Despite all of this political squabbling and clear lack of investment in NYCHA, Daniel Barber made it clear the authority has no excuse, saying “NYCHA’s biggest failure is its mismanagement… Over the last decade [they have had] $45 billion for capital repairs.” In an interview (posted below) with journalists Jarrett Murphy of CityLimits and Ben Max of Gotham Gazette, Barber claimed that much of the NYCHA money is wasted on inefficiencies in the procurement process, such as paying thousands of dollars extra on tables and chairs for community areas by using a more expensive supplier. In addition, Barber pointed out that the authority often does not take the lowest bidder in contract negotiations for capital improvements, choosing instead to pay more for construction and other projects, which he considers a waste of money. He and Eliezer Hecht, a lawyer for At-Risk Community Services, the legal group that is support CCOP in their lawsuit against NYCHA, also contested some of the city’s efforts to help NYCHA regain funding, especially the NextGeneration Neighborhoods plan. This plan involves leasing empty space in housing authority projects for private developers to construct apartment buildings that are half market-rate and half-affordable. Contracts have been announced for the housing projects on the Upper East Side and in Boerum Hill, over vibrant resident opposition, including from tenant association presidents. Besides the fact that the air of corruption lingers over the whole project, with the developers both being major de Blasio campaign donors set to receive over $10 billion in tax subsidies, Barber and Hecht point out that NYCHA and the residents have very different views on what underutilized property means. One example they gave was of a parking lot management contract given to a parking firm who lost track of whose spot was whose and eventually prevented several residents from parking in the lot, eventually leading to the city claiming that spaces like that lot and even playgrounds were ripe for private development. All of these plans, Barber says, are ways to keep residents locked out of the process for improving their lives. He only brought the lawsuit in the first place so that NYCHA would be forced to comply with regulations and allow CCOP leaders and other residents to have a say in decision-making, which, according to Barber, would have prevented much of this waste, neglect, and abuse.

After reading myriad newspaper and journal articles about NYCHA and affordable housing, I have found more information than I could fit into twice the number of articles I have written. At the end, however I find myself at a loss for words to conclude this whole mess. Instead, I turn to the words of Daniel Barber, who wrote me this about the importance of New York public housing:

“Affordable housing has been around for several decades.

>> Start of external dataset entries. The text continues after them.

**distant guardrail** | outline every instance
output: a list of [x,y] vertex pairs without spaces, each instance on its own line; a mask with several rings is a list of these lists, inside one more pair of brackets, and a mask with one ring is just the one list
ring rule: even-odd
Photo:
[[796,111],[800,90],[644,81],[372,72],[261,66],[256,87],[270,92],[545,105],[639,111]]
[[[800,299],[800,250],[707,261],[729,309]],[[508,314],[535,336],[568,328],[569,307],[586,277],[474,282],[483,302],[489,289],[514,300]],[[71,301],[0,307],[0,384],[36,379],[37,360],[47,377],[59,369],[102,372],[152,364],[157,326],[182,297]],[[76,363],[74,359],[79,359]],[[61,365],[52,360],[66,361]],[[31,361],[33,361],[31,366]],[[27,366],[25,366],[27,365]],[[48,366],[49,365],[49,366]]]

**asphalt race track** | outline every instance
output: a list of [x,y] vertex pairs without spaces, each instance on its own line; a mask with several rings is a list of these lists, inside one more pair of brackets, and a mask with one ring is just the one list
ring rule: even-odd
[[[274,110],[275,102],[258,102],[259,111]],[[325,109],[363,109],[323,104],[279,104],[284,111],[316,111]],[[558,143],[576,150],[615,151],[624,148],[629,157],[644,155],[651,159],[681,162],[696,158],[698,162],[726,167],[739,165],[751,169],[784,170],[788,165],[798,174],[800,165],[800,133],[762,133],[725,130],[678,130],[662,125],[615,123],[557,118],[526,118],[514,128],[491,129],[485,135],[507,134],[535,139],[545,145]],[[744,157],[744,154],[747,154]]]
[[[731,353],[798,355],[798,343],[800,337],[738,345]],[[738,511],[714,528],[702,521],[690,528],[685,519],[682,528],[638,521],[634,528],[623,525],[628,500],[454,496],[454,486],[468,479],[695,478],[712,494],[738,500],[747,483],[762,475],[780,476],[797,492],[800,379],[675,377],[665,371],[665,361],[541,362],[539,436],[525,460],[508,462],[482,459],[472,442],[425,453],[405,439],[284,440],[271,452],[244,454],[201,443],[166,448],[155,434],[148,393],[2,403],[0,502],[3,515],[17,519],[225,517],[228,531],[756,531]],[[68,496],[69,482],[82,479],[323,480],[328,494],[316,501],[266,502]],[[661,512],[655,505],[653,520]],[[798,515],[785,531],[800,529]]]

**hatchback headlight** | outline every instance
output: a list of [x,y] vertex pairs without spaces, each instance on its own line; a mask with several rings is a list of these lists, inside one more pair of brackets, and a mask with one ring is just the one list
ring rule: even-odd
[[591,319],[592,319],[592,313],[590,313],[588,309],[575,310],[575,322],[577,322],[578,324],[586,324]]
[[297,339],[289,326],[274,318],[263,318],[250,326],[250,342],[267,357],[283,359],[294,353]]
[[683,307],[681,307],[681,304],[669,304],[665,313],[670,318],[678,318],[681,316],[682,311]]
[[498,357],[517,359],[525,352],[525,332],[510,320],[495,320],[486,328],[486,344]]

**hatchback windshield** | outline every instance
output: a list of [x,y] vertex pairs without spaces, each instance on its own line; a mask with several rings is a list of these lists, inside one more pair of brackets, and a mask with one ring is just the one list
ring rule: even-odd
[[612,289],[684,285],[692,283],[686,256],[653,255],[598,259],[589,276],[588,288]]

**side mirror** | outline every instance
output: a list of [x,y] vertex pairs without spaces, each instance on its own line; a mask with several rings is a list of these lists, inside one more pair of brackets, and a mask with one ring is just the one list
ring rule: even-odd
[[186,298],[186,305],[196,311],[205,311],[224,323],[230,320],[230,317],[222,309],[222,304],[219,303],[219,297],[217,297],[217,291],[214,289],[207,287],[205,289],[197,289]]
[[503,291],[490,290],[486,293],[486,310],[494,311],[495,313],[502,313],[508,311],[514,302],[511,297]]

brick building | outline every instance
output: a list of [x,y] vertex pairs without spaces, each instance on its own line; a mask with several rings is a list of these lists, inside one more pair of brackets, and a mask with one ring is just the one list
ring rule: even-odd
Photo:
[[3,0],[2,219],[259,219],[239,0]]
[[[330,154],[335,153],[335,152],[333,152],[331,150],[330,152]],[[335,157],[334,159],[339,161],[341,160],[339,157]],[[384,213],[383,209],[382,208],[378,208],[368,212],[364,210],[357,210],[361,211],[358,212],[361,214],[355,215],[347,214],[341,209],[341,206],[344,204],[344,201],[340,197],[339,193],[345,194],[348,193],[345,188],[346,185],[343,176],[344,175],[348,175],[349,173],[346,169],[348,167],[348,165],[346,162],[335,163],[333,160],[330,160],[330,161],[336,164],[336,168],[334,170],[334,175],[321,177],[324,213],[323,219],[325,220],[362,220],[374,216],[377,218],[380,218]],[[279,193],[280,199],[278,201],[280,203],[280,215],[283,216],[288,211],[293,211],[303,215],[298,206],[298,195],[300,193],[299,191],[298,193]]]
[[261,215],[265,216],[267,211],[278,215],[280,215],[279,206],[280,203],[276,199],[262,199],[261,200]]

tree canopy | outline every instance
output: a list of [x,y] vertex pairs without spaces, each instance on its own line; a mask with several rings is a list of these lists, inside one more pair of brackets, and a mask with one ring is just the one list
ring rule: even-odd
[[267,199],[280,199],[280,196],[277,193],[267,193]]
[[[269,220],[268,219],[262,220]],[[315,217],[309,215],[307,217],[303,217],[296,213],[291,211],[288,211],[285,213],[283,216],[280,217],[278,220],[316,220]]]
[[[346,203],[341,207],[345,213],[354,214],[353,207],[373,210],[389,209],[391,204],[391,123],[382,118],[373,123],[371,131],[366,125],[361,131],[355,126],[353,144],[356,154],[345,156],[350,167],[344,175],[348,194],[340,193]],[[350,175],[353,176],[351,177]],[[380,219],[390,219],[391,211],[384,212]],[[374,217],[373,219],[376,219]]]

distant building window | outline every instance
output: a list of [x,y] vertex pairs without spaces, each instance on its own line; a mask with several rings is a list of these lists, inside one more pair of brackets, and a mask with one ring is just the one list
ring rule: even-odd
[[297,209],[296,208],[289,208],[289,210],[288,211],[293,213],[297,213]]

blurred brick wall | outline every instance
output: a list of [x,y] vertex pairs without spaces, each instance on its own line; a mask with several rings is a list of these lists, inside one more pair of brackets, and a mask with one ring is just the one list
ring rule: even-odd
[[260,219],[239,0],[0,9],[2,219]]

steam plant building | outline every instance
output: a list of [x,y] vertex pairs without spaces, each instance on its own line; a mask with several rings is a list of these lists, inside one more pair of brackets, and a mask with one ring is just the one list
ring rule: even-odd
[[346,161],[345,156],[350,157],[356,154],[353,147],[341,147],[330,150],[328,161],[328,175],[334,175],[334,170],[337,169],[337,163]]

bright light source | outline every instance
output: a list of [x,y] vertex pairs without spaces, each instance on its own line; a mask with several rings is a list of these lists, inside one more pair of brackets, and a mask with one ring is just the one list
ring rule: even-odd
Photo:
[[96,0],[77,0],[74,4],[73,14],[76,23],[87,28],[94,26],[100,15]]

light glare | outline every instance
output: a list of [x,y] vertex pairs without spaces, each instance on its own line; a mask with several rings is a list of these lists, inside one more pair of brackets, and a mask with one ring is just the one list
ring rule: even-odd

Its purpose has always been to [give] people from more disadvantaged backgrounds a chance to work towards a better life for them and their families. I believe this is still a worthwhile goal. I would like to see legislation which takes the management of NYCHA away from [the current leadership] and puts it into a system which includes real decision-making of the residents. The mayor ran his campaign on a ‘Tale of Two Cities.’ New York cannot work if it is 5 boroughs of the wealthy. There must be a place for low-income and middle-income families”.

The CCOP lawsuit is just the start- Barber and his fellow tenants have a long road ahead of them, but they have the will to fight for their homes. All that is needed is a government willing to invest time and energy into resident-led discussions without throwing money away to contractors and political donors. Support for these tenants can only come from sustained political outreach. Let your council members and state senators know NYCHA needs a fix now.

[1] Daniel Barber and Eliezer Hecht, e-mail interview by the author, New York, April 23, 2018.